“You can tell her whatever you like.”
“I hope she’s having a good day. Come on—we’ll check in here first before we try her room.”
The hallway opened into a large lounge. Dozens of small tables were dotted around, along with chairs and sofas. Chatter swelled around them from the residents present, a few of them with visiting family members or friends.
“There she is.” Lia walked over to one corner of the room, toward where a woman with long white hair sat in a high-backed armchair.
On the table in front of her was a chess board, and she gazed at it with pursed lips. As Erin’s and Lia’s shadows fell over her, she glanced up—and beamed. “Lia!

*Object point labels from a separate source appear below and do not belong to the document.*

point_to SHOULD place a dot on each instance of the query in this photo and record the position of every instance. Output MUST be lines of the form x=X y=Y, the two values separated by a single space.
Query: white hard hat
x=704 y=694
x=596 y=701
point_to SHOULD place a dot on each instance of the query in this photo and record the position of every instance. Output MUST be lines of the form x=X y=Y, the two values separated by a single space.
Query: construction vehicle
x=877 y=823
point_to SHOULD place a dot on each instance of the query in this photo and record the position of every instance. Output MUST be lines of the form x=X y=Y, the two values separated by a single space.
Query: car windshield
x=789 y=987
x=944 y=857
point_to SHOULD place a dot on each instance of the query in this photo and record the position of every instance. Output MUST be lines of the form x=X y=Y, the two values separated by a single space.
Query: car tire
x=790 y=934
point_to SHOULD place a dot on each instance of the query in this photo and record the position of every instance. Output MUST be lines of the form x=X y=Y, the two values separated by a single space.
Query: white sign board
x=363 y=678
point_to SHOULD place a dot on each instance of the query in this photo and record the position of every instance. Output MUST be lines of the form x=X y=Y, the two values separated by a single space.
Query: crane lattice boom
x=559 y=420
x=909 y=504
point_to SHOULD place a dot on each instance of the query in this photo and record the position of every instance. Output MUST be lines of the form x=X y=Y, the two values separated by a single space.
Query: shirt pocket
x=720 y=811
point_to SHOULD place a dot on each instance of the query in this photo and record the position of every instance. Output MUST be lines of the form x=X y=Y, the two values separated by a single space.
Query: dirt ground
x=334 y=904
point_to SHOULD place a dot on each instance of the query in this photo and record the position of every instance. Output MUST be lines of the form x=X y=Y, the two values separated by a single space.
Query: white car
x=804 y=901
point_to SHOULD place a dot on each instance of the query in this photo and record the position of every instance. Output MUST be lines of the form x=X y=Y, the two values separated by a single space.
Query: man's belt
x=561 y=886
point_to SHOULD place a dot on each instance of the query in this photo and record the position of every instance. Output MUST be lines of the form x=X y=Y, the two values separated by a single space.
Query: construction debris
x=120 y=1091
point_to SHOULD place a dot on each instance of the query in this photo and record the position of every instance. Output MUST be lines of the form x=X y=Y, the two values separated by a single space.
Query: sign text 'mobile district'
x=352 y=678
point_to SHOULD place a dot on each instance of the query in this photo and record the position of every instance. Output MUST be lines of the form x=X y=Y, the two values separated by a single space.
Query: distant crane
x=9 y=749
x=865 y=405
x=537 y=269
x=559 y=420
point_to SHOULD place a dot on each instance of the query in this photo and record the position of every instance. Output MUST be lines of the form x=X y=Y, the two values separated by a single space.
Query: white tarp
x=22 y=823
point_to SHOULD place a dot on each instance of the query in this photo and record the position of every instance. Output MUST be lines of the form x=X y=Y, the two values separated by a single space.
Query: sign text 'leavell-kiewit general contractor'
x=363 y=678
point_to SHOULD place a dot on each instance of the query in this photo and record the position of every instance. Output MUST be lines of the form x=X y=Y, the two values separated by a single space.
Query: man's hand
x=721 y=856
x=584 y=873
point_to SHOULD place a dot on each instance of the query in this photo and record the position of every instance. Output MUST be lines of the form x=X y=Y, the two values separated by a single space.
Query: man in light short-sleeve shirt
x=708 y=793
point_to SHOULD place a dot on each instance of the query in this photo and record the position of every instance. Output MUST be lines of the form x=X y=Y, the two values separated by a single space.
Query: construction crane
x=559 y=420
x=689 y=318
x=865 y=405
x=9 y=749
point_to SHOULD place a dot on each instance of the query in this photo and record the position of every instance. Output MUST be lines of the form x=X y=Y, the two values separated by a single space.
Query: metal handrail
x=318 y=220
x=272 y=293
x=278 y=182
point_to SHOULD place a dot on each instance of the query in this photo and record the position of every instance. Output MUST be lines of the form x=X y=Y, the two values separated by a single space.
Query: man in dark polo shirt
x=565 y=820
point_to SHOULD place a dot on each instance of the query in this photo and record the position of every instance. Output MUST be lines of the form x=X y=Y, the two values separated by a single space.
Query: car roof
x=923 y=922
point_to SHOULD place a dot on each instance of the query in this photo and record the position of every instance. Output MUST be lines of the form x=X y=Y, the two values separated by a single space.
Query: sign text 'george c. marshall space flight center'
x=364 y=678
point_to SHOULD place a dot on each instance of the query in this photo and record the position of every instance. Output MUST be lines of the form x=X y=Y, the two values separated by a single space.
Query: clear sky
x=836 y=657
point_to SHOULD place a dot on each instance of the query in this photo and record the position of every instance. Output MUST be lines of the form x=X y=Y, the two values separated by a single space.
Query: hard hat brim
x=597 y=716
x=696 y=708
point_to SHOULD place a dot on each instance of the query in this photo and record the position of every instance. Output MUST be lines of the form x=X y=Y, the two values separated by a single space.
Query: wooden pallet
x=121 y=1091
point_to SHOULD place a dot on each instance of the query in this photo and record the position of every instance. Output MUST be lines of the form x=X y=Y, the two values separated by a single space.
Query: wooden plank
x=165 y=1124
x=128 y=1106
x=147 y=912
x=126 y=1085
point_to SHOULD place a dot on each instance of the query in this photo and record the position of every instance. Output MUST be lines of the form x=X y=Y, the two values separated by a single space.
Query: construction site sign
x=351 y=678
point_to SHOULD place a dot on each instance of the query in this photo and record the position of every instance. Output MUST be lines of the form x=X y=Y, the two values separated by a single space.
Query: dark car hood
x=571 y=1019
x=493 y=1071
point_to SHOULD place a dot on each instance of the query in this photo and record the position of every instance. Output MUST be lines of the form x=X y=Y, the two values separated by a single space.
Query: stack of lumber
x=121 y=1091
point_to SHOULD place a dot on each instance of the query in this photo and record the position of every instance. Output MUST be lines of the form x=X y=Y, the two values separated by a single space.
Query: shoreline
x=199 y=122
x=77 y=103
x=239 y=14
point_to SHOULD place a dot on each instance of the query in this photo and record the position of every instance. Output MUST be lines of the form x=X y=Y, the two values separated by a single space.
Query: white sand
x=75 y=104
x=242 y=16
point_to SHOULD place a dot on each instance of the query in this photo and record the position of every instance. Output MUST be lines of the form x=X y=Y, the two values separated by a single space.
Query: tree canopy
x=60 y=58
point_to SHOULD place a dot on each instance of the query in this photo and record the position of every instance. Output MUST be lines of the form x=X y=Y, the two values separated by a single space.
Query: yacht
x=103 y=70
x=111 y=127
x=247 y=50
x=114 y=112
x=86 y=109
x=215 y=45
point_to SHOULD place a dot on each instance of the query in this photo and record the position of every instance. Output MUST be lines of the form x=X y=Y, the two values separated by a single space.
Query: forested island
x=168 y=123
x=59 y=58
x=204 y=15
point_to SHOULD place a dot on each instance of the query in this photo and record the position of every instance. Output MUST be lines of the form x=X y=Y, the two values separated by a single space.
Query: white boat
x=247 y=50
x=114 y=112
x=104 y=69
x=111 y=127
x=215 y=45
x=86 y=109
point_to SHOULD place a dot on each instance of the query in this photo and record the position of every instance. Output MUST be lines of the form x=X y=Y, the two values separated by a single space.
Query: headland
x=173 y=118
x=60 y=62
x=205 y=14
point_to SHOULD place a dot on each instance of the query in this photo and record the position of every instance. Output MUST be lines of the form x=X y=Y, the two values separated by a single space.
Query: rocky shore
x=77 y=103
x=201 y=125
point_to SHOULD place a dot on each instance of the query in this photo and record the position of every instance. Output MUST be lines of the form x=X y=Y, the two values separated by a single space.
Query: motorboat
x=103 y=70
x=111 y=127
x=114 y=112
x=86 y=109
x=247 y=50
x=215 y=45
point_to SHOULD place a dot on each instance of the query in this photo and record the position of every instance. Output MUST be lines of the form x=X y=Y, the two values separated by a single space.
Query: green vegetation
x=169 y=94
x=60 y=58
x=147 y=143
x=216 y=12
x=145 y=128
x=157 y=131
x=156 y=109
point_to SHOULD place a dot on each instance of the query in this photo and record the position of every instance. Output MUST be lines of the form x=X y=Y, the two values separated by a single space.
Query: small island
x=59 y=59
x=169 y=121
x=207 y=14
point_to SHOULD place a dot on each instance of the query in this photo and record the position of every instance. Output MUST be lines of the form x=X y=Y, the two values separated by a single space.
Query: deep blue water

I didn’t expect to see you today.” She had a deep Welsh accent.
Tension leaked out of Lia’s shoulders as she was recognised, and she swept her grandmother into a tight hug. “You know I can’t stay away from you.”
Her grandmother chuckled, patting Lia’s back before pulling away. “Sit, sit.” Her blue eyes landed on Erin. “You brought a friend?”
“I did.” Lia sat in one of the two chairs opposite her grandmother and motioned for Erin to settle in the other. “This is Erin. Erin, this is my grandmother, Iris.”
“I know who she is.” Iris looked offended. “As if I could forget one of the greatest female players of the game.” She leaned further forward in her seat. “But why are you here to see little old me?”
“I didn’t know you were a fan.”
“Oh, yes. I have been for years. We’ve already met, you know.”
Erin tilted her head. She hadn’t expected Iris to say that—did she think Erin was someone else? “We have?”
“Yes. When Lia was oh, fourteen? Fifteen? You and some of the England players came to do a coaching session for her football team and a few others in the area.”
Erin cast her mind back. She had done dozens of those events when she was younger, an attempt to try and grow the game and let more girls know they could make football into their career. If Lia was twenty-four, that meant it would have been nine or ten years ago.
“I’m sure Erin met a lot of people at those events, Grandma.” Lia came to Erin’s rescue. “She won’t remember everyone.”
“Well, I remember you. I could see how much you cared. And I have to thank you for coaching my granddaughter. She wouldn’t shut up about what you’d told her for weeks afterwards, you know.”
Amused, Erin turned her gaze to Lia.
“Erin doesn’t need to hear this, Grandma.” Her cheeks were flaming red.
“Oh, on the contrary, I think I do.” Erin was enjoying herself immensely. “What did I say to you?”
How had Lia never mentioned this before?
Although, judging from the look on her face as she stared at the chequered pattern rug like it was the most interesting thing she’d ever seen, maybe she’d been too mortified.
“It’s not important,” Lia replied.
But, much to Lia’s clear dismay, Iris remembered. “You said that she was too cocky, that she dropped her left shoulder when she was going to shoot left and vice versa—making it easy for the goalkeeper to guess which way to dive—and that she was too slow to react.”
Erin winced. The no-nonsense words certainly sounded like her, even if she had been delivering them to children.
“You also said,” Iris continued, “that if she worked on all of those things, she had the potential to make it.”
At that, Lia finally lifted her head, meeting Erin’s gaze. Embarrassment shone on her face, from her still-red cheeks to her lowered eyelashes to the way she chewed at her bottom lip.
“Well,” Erin said softly, “I wasn’t wrong.”
“Like you’re ever wrong.” Lia looked like she regretted asking Erin to join her, hiding her eyes behind the curtain of her hair.
That wouldn’t do.
She reached over to tuck Lia’s hair behind her ear, letting her fingers brush across the arch of her cheek bone as she did—but careful not to linger. Not that it mattered, given the way Iris zeroed in on the touch.